Anonymous Feature Schema (f0-f11)
The dataset uses 12 anonymous numeric features normalized to 0-1:
| Feature | Correlations | In Model |
|---|
f0 | Independent (base) | Yes (importance 0.20) |
f1 | Independent (base) | Yes (importance 0.18) |
f2 | 0.3 x f0 + 0.7 x random | Yes (importance 0.17) |
f3 | 0.4 x f1 + 0.6 x random | Yes (importance 0.16) |
f4 | Independent | Yes (importance 0.15) |
f5 | Independent | Yes (importance 0.14) |
f6-f11 | Various | No (available for feature engineering) |
Decision Framework
| p-value Range | Decision | Action |
|---|
| < 0.01 | Strong significance | Roll out treatment to 100% of traffic |
| 0.01 — 0.05 | Significant | Roll out treatment, monitor closely |
| 0.05 — 0.10 | Marginal | Continue experiment, collect more data |
| > 0.10 | Not significant | No evidence of uplift — consider stopping |
What to Look For
- Binary treatment decision: The Recommend API returns either one ad (treatment) or nothing (control).
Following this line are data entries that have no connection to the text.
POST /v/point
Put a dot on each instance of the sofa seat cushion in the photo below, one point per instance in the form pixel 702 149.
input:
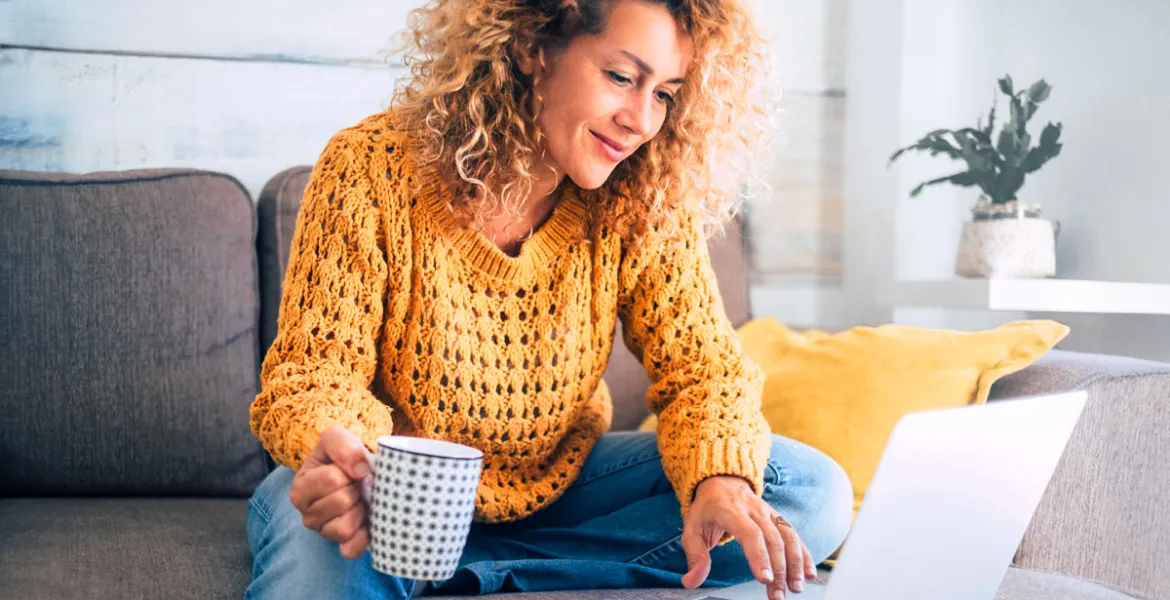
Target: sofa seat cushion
pixel 1019 584
pixel 124 547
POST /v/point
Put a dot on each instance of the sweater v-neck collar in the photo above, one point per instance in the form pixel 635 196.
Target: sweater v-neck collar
pixel 566 223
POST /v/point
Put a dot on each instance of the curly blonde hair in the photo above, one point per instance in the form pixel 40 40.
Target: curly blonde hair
pixel 469 101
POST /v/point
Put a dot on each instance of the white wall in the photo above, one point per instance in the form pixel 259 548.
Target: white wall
pixel 252 88
pixel 1107 63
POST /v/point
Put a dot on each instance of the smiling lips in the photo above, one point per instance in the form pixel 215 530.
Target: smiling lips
pixel 611 149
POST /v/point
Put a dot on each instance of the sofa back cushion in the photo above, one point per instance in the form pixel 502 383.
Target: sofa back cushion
pixel 627 381
pixel 128 339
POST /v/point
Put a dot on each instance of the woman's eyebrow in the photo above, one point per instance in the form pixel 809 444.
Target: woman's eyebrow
pixel 646 68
The
experimentGroup field tells you which.
- Deterministic assignment: The same customer always falls into the same group via hash — no contamination between groups.
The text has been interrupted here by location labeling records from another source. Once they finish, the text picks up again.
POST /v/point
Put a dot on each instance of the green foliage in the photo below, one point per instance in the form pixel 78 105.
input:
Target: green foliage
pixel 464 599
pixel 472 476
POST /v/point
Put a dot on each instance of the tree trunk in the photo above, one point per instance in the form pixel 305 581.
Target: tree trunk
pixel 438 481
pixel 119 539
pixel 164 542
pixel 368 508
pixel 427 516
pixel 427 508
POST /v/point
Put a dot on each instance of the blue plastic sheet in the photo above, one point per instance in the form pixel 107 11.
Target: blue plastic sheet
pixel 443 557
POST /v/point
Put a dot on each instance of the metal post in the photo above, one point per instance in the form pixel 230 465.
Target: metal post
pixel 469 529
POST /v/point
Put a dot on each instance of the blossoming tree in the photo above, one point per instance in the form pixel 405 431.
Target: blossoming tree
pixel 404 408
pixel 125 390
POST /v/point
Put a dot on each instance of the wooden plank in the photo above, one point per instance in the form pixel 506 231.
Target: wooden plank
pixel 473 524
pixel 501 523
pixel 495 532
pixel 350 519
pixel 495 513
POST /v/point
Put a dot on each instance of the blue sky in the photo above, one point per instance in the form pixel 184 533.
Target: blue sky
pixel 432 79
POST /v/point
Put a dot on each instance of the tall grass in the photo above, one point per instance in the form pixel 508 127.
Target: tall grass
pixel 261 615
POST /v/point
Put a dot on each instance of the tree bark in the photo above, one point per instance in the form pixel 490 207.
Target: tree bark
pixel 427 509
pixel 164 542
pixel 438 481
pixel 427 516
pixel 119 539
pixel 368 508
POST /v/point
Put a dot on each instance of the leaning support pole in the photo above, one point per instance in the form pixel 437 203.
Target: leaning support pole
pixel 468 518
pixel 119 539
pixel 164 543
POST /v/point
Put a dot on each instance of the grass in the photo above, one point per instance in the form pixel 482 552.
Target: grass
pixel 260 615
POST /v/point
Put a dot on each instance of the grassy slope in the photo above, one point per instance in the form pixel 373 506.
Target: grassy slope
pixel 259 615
- Statistical significance: With ~1000 per group and 3.5% vs 2.0% conversion rates, the z-test produces p < 0.05 (significant at 95% confidence).
- Minimal entity graph: Only 1 offer, 1 channel, 1 creative. This is intentional — the focus is on the uplift math, not the decisioning pipeline.
- computeUplift() function: The underlying computation is in
src/lib/experimentation/uplift.ts and can be called directly in code.
Criteo vs Starbucks — When to Use Which
| Aspect | Criteo Uplift | Starbucks |
|---|
| Focus | Uplift measurement & z-test | Full decisioning pipeline |
| Offers | 1 | 10 |
| Channels | 1 | 4 |
| Qualification Rules | 0 | 2 |
| Contact Policies | 0 | 2 |
| Models | 2 (treatment/control) | 3 (scorecard/bayesian/bandit) |
| Experiment Type | 50/50 (pure uplift) | 80/20 (champion/challenger) |
| Best For | Testing statistical significance engine | Testing end-to-end NBA pipeline |